Seven years on the open road

By Jesse Keith

A lot of musicians have forgotten music can be used to spread a message. These days most popular musicians have very little to say besides what brand of jeans they wear or why Pepsi is the best cola.


Folk singer/songwriter Dan Bern doesn’t fall into this category.


He is, above all else, a man with a message, or perhaps messages is a better way to put it. For the past seven years he has been hitting the road with his acoustic guitar while still supplying the world with a prolific output of witty albums. Bern’s lyrics cover a wide range of topics, from Charles Manson’s real name to religion in American politics. In fact, for Bern, having a message is the reason he makes music.


"[Having something to say is] supremely important, it’s kind of what drives the whole [creative process], it’s kind of like the engine of it," he says. "When I have new [ideas], when I’m feeling energized by a message, then I’m at the top of my game. When I’m just aching to put stuff in a crock it feels really worthwhile and there’s no alternative but to do it.


"Then there’s those times when I’ve got a whole mess of gigs, and I don’t have any new songs. That’s when it gets really hard, that’s when it starts to feel like work."


Communicating through his music is almost compulsive for Bern. When he’s got something to say, he just has to get it out.


"People ask, ‘why did you write that?’" Bern explains. "Well, because it was fun or I need to because I was feeling so bad. And then you write it and it’s not dogging you anymore. I think that’s why people write. It’s like saying ‘here, you deal with it. I’ve been sitting here dealing with it and I’m done with it now.’ Except, guess what? You’re not done with it, you’ve got to go sing it now every fuckin’ night."


Those who know of Bern will know he’s a very productive artist, having released six albums and two EPs in his seven-year career, and he’s just putting the finishing touches on his novel Quitting Science. All of this was completed while touring and performing constantly. Still working hard, Bern has a mess of projects on the go, but what he doesn’t really have is a plan for the future.


"I really just take it one day at a time," Bern says, when asked about the future of his career. "I don’t sit down and write a list of my goals. I’m really more immediate, like I want to say this, I want to get this out, I want to express this, I want to get this off my chest."


According to Bern, the downside of being someone with a message is you can’t control the influence your ideas are going to have on your audience.

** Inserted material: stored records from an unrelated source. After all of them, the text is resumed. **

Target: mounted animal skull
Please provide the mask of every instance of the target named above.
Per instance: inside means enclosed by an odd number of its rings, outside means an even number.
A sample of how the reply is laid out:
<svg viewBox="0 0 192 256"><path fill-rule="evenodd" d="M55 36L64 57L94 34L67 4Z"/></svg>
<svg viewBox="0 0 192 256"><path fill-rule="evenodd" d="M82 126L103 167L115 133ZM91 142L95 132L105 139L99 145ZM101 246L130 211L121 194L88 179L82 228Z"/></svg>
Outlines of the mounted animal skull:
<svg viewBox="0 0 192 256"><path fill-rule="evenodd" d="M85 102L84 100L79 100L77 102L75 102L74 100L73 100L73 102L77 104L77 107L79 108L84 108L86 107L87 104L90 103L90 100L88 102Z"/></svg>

"As far as the effect [my music] has out there in the world or the ripples it makes," he begins. "Unfortunately, a lot of that is not in my immediate control. So you make what you make as best as you can and try to be as complete about it as you can given whatever constraints you have. And then you let it go."


It might seem useless sending out a message whose effects are uncertain, perhaps it might not accomplish anything. But for Bern the reception of the message isn’t the only component of songwriting.


"You accomplish two things when you write–you got it off of yourself, so it’s not dogging you so much, and you’ve made something that’s real," he says. "It may not be a table, but it’s yours and you get to go sing it. And [performing] is part of the process too, because a song is a social thing. It’s not a table that sits in one place and waits for somebody to come to it. It moves around and gets passed around, and it belongs to whoever wants it. It wafts through the air."


With his past success behind him and a flurry of ideas in his head, you can be sure Dan Bern will keep on strumming his guitar and letting you know what he thinks for quite some time.